Folha de S. Paulo


Italianos votam em referendo que pode levar à queda de premiê

Eleitores italianos votarão neste domingo (4) em um referendo convocado pelo premiê, Matteo Renzi, para alterar a Constituição, na maior proposta de mudança no texto desde o fim da Segunda Guerra (1939-1945). Brasileiros com cidadania italiana podem votar por correio.

A população deve rejeitar a proposta, o que seria interpretado como uma rejeição ao próprio governo, cuja popularidade tem diminuído.

Remo Casilli/Reuters
 Supporters wave flags during a rally led by Italian Prime Minister Matteo Renzi in downtown Rome, Italy October 29, 2016. REUTERS/Remo Casilli/File Photo ORG XMIT: LONX202
Manifestantes defendem aprovação de reforma na Constituição da Itália

Como Renzi ameaçou renunciar no caso de vencer o "não", o voto pode significar o fim de seu mandato. Com isso, o resultado ameaça também a permanência da Itália na União Europeia, ainda que o referendo não esteja diretamente relacionado ao bloco econômico.

SENADO

O referendo convocado por Renzi propõe 47 alterações na Constituição italiana, inflando o poder central e esvaziando os regionais.

Para o premiê, o sistema italiano é burocrático e lento e precisa ser simplificado. Leis poderiam ser aprovadas mais rapidamente com essas medidas. Uma das mudanças mais sensíveis é a redução do Senado, tanto em tamanho quanto em funções. O número de senadores diminuiria de 315 para 110, e a Casa não poderia mais, por exemplo, dissolver um governo.

O Senado deixaria também de aprovar leis, exceto em casos como modificações na Constituição, nas leis eleitorais e nos órgãos oficiais.

REFERENDO NA ITÁLIA - Voto sobre reforma constitucional no domingo (4) pode levar à renúncia do premiê

Os críticos da reforma dizem que essas mudanças vão concentrar poder nas mãos do premiê sem, no entanto, resolver os entraves da economia, ainda afetada pela crise financeira global.

"O clima hoje é avesso ao 'establishment'", afirma à Folha o analista James Dennison, do Instituto Universitário Europeu. Ele é especializado em participação política e em partidos europeus.

"Renzi está propondo algo que não responde a nenhuma das questões concretas enfrentadas pela população. É uma proposta abstrata. Ninguém acha que isso vai solucionar os problemas."

O voto pode ser utilizado, assim, como uma maneira de protesto contra o premiê.

"Os eleitores enxergam uma oportunidade de votar contra ele", diz Leonardo Morlino, cientista político na Universidade Guido Carli.

EURO

Renzi amenizou recentemente suas ameaças de renúncia, se for derrotado. Mas a pressão política talvez seja insuportável, depois do voto, e a saída do premiê abriria espaço para partidos populistas e avessos à União Europeia, como o Cinco Estrelas.

É possível que eleições sejam convocadas para 2017, acompanhadas de um referendo não vinculante em relação à zona do euro.

O bloco é visto por descontentes como um dos fatores responsáveis pelo desempenho ruim da economia. O PIB (Produto Interno Bruto) deve crescer 0,8% neste ano.

A probabilidade de a Itália deixar a zona do euro nos próximos 12 meses está em 19,3%, segundo uma pesquisa realizada pela firma de investimentos Sentix, baseada em Frankfurt. A empresa ouviu mais de mil investidores entre 24 e 26 de novembro.

INDECISÃO

Brasileiros com cidadania italiana e registrados para votar já devem ter recebido as cédulas para participar do referendo. Os envelopes precisam ser devolvidos ao consulado até quinta-feira (1º).

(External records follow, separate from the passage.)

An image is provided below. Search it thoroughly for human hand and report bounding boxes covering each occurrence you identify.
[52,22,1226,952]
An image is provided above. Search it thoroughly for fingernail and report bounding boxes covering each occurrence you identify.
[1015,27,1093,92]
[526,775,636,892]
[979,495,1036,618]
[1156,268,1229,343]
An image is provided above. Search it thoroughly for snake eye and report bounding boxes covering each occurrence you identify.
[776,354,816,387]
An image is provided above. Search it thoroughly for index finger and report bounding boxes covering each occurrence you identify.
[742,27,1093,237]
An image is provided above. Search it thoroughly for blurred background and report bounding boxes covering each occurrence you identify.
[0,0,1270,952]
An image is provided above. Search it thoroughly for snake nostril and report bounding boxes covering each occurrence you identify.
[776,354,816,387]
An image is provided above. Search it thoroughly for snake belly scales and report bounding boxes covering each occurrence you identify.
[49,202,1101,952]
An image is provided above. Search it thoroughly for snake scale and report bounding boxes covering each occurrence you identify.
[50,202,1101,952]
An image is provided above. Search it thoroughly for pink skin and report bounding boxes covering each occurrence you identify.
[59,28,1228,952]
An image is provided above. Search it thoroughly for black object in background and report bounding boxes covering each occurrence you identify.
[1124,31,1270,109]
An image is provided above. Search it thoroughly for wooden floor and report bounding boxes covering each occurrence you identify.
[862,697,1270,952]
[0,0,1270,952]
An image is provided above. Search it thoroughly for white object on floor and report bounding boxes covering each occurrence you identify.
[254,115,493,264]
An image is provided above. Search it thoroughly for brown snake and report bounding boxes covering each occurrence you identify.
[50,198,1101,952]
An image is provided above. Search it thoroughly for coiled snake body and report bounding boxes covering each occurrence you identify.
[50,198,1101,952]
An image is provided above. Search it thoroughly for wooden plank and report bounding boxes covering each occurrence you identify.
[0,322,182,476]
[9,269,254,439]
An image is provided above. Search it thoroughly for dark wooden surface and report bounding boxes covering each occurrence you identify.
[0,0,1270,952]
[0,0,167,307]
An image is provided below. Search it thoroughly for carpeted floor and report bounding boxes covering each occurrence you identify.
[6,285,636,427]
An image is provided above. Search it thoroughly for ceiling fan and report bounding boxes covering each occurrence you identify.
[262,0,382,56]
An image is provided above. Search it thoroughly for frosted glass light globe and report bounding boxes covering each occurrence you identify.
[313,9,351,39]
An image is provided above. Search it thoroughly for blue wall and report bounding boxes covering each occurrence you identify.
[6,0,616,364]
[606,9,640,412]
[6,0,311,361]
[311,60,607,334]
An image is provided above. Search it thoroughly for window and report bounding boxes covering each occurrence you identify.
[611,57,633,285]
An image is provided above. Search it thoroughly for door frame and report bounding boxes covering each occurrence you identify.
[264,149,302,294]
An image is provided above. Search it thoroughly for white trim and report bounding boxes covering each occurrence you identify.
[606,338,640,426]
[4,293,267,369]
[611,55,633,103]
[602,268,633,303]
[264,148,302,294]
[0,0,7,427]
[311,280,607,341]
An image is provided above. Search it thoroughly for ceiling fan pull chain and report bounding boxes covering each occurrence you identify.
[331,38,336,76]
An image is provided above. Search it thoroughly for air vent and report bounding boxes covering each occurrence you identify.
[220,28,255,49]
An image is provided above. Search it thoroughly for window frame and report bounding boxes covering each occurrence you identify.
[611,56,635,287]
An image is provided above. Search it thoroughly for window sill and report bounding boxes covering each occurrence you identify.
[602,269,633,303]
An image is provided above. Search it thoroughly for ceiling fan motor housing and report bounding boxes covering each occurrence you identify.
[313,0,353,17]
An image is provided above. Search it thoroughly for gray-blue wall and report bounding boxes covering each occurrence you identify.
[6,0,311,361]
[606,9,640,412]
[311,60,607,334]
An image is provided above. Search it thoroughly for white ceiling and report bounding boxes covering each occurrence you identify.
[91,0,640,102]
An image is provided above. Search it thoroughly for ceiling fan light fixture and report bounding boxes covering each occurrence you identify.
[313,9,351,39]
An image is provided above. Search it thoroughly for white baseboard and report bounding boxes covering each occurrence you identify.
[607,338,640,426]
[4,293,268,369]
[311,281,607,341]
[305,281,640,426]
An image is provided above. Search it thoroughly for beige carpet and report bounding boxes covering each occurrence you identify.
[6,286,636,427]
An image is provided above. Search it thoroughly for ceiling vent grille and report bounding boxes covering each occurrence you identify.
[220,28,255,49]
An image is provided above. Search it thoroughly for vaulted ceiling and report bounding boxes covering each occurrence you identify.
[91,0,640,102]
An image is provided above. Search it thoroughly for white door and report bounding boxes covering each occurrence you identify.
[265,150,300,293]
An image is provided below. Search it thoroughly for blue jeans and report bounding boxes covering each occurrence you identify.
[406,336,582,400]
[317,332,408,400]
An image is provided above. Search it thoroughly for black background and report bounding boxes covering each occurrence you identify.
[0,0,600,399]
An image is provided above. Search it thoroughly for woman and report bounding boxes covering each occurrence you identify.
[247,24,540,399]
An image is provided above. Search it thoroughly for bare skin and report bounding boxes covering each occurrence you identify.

"É uma reforma complexa", afirma o analista Dennison. "A maior parte das pessoas não está acompanhando o debate e grande parte da população está indecisa."

Uma pesquisa divulgada em outubro pelo canal italiano Rai sugere que apenas 17% da população "conhece bem" o que está em discussão no referendo. A maior parte (46%) diz entender apenas "superficialmente".

"Isso favorece os populistas, como o Cinco Estrelas", diz Dennison.

Beppe Grillo, líder desse movimento antissistema, pediu que os eleitores votem com seus "instintos".

"Não adiante eu explicar o referendo para vocês. Vocês não vão entender. Nem eu entendo", afirmou Grillo.